As the sky brightened in the early morning hours, the contrast required to view the comet against the background sky was fading. Same camera and lens as above. 5-second exposure at f/4.0 and ISO100.

The NEOWISE mission is somewhat unique because its original purpose was to scan the sky in infrared to catalog more asteroids in our asteroid belt, and to search for galaxies, black holes, and dim stars that were obscured by interstellar dust. (It was originally known as WISE: Widefield Infrared Survey Explorer.) In 2011, with its original mission completed, NASA told the spacecraft and instruments to go to sleep. Two years later, NASA fired it up again so that it could be repurposed to look for Near Earth Objects (NEOs), things like asteroids (that aren't in the Asteroid Belt) and comets that might someday threaten Earth with a collision. Under its new mission, it became known as NEOWISE. It discovered what would become comet C/2020 F3 on March 27, 2020.

Comet NEOWISE through a Takahashi FSQ-106EDX-III telescope in the evening on 7/15/2020.
Visit for photo details.

However they get discovered, comets can be amazing sights to see... or they can be faint, fuzzy blobs in the sky that won't impress most people. It all depends on the makeup of the comet, it's size, density, and what happens when it approaches the Sun. Some go straight into the Sun and are never seen again. Some get flung out of the solar system. Some get too close to the Sun and break up into multiple pieces. But sometimes, a comet goes around the Sun at just the right speed and distance such that it gets to stay in the solar system, it doesn't disintegrate, it heats up, its ice sublimates, a large bright tail forms, and Earthlings get to enjoy a spectacular show for several weeks.

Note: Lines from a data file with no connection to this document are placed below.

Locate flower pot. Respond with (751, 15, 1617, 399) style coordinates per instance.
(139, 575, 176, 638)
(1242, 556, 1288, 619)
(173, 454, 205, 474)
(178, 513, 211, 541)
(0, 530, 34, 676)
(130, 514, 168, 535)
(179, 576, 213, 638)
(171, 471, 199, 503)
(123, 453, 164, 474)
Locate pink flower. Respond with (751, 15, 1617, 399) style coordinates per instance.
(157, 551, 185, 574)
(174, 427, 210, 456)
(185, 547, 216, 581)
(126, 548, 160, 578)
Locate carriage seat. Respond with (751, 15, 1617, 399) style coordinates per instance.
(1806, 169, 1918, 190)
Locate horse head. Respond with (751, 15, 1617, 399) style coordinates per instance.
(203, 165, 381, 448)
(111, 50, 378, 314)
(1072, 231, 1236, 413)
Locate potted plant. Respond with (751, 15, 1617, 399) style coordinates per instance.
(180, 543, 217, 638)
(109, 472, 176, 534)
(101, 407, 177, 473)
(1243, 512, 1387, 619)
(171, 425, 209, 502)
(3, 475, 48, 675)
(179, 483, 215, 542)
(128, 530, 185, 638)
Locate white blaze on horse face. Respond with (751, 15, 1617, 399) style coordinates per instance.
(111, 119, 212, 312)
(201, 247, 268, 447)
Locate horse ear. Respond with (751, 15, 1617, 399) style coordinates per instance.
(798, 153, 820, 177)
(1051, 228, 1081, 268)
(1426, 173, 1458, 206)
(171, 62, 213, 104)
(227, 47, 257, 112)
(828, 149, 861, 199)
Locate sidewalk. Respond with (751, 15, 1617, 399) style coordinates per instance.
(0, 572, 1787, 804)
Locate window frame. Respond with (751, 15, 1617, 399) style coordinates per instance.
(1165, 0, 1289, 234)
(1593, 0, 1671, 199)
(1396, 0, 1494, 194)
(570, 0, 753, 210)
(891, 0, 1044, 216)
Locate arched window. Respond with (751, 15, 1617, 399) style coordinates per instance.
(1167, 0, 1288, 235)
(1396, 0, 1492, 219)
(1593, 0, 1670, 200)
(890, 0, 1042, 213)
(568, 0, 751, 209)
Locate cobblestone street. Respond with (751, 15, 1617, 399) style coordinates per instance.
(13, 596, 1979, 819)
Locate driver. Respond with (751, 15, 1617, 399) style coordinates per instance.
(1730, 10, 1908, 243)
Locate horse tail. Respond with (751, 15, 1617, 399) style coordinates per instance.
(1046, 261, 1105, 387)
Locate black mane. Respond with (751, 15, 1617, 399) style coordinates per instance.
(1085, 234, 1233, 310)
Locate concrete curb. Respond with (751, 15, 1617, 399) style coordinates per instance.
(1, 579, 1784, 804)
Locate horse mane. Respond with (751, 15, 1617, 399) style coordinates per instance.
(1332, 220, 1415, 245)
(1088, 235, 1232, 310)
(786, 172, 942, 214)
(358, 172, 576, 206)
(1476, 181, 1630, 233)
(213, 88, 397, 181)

Comet NEOWISE through a Meade 10" LX200GPS telescope with Canon EOS 5D Mark IV camera. Five 10-second exposures combined. Image taken on 7/22/2020 from light-polluted Ontario, California.

Final thoughts and updates: Comet NEOWISE will go down in history as one of the great comets... maybe not quite as spectacular as other great comets like West, Halley, Hale-Bopp, or McNaught but still very impressive. It was easily visible to the naked eye for roughly 2 weeks and was beautiful photographically and through binoculars for several weeks. As of July 25th, the comet's tail became less bright and more difficult to see with the unaided eye. It remains a worthy binocular and telescopic target as of July 28th.